12A.1 Improving the Prognostic Ozone Parameterization in the NCEP GFS and CFS for Climate Reanalysis and Operational Forecasts

Thursday, 14 January 2016: 11:00 AM
La Nouvelle C ( New Orleans Ernest N. Morial Convention Center)
Gilbert P. Compo, CIRES, Univ. of Colorado and Physical Sciences Division/ESRL/NOAA, Boulder, CO; and S. Moorthi, S. Lu, C. S. Long, H. T. Lee, J. P. McCormack, P. D. Sardeshmukh, and J. S. Whitaker

A complete treatment of ozone (O3) photochemistry is too computationally intensive for current models. Therefore, a parameterization is included in the current NCEP Global Forecast System (GFS) atmosphere/land model used in the 20th Century Reanalysis and operational forecasts, and also used in the coupled Climate Forecast System (CFS) Reanalysis and operational CFSv2. The GFS parameterization for the time tendency of O3 is based on parts of Naval Research Laboratory's CHEM2D Ozone Photochemistry Parameterization (CHEM2D-OPP). It includes terms representing net production and loss and a dependency on the ozone mixing ratio itself. It is based on gas-phase chemistry of the late-20th century, which includes the depletion of ozone by chlorofluorocarbons (CFCs). For climate reanalyses and climate modeling extending back to the early 20th century or earlier, before large quantities of CFCs began to be released into the atmosphere, a new version of this parameterization is needed to represent pre-CFC stratospheric O3 chemistry. To understand, analyze, and predict atmospheric variability in the 21st century, the parameterization should utilize additional interactions included in CHEM2D-OPP that affect stratospheric O3. Stratospheric water vapor is also an important radiative constituent. Its representation in the GFS will also be improved, paving the way for improved assimilation of satellite radiances and for interactive chemistry.
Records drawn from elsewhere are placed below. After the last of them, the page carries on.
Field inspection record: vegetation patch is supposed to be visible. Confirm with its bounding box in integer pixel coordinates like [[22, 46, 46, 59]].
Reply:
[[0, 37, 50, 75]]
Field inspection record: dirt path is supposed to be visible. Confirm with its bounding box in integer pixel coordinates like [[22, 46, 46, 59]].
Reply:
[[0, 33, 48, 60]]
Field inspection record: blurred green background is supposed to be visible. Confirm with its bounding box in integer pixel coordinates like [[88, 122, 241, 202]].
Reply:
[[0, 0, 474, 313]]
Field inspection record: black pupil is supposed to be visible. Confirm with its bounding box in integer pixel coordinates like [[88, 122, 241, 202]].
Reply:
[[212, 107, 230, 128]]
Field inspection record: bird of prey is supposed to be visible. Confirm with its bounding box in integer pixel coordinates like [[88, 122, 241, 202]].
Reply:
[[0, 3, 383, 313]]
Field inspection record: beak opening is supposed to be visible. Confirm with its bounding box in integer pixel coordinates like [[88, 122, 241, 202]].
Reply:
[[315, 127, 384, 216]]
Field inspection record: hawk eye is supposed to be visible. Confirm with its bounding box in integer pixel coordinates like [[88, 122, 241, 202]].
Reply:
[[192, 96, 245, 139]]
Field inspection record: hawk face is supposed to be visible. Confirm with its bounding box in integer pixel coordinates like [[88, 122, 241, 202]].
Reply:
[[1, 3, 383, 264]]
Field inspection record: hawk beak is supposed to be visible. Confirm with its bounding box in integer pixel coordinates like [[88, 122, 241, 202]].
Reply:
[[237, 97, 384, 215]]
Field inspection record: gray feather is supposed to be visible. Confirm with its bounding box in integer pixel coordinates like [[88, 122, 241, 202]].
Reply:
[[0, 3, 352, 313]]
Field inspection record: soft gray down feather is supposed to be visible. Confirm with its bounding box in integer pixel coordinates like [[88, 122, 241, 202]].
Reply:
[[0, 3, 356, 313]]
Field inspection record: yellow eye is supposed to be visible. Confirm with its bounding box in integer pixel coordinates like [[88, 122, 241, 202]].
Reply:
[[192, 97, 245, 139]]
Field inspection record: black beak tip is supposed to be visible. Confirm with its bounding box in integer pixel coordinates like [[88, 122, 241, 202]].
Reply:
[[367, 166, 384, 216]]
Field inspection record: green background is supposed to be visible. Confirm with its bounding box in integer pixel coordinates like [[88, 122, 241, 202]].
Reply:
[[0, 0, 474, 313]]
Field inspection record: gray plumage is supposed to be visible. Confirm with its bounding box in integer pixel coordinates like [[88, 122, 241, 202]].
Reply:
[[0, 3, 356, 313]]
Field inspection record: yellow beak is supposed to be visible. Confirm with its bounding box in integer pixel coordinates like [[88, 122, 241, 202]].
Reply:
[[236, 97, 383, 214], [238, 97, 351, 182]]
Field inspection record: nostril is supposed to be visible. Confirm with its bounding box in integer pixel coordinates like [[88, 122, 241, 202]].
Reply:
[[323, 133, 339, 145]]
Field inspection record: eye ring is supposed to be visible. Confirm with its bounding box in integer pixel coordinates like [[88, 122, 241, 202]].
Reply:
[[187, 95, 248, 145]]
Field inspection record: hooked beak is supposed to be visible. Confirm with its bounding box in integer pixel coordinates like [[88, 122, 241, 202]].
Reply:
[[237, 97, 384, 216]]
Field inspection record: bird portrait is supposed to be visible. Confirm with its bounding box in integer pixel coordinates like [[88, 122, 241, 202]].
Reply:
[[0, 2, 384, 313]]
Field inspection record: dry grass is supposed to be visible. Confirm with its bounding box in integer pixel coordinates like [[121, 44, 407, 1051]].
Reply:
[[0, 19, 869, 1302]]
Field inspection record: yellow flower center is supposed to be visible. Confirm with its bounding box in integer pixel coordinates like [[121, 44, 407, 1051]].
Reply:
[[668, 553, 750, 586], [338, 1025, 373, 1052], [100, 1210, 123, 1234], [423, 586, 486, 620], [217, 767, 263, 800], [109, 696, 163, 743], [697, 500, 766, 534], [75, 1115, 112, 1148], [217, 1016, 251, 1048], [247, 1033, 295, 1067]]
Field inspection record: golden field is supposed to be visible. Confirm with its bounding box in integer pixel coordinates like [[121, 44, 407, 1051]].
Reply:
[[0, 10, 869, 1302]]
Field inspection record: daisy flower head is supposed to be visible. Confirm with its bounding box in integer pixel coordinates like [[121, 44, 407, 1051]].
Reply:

In this presentation, the progress towards implementing a more advanced O3 parameterization using the full CHEM2D-OPP and an improved treatment of stratospheric water vapor implemented in new versions of the GFS, CFS, and next generation NOAA climate reanalysis systems will be discussed. The O3 parameterization will include the effect of changes in temperature, changes in the vertical distribution of O3, and the time-variation of CFCs. As a first step, results will be described testing the parameterization with two modes, one for times before CFCs and one for times after CFCs began to be released in large quantities. The team will also implement a new stratospheric H2O climatology as a necessary first step toward future implementation of parameterized H2O photochemistry. The upgraded parameterization and new climatology will be tested in climate reanalyses and weather and climate simulations. The impact of the new O3 and water vapor treatments on reanalysis, GFS medium-range forecast skill, and CFS climate simulations will be evaluated using comparisons with both historical and modern O3 and temperature observations throughout the troposphere and stratosphere as well as with UV radiation observations.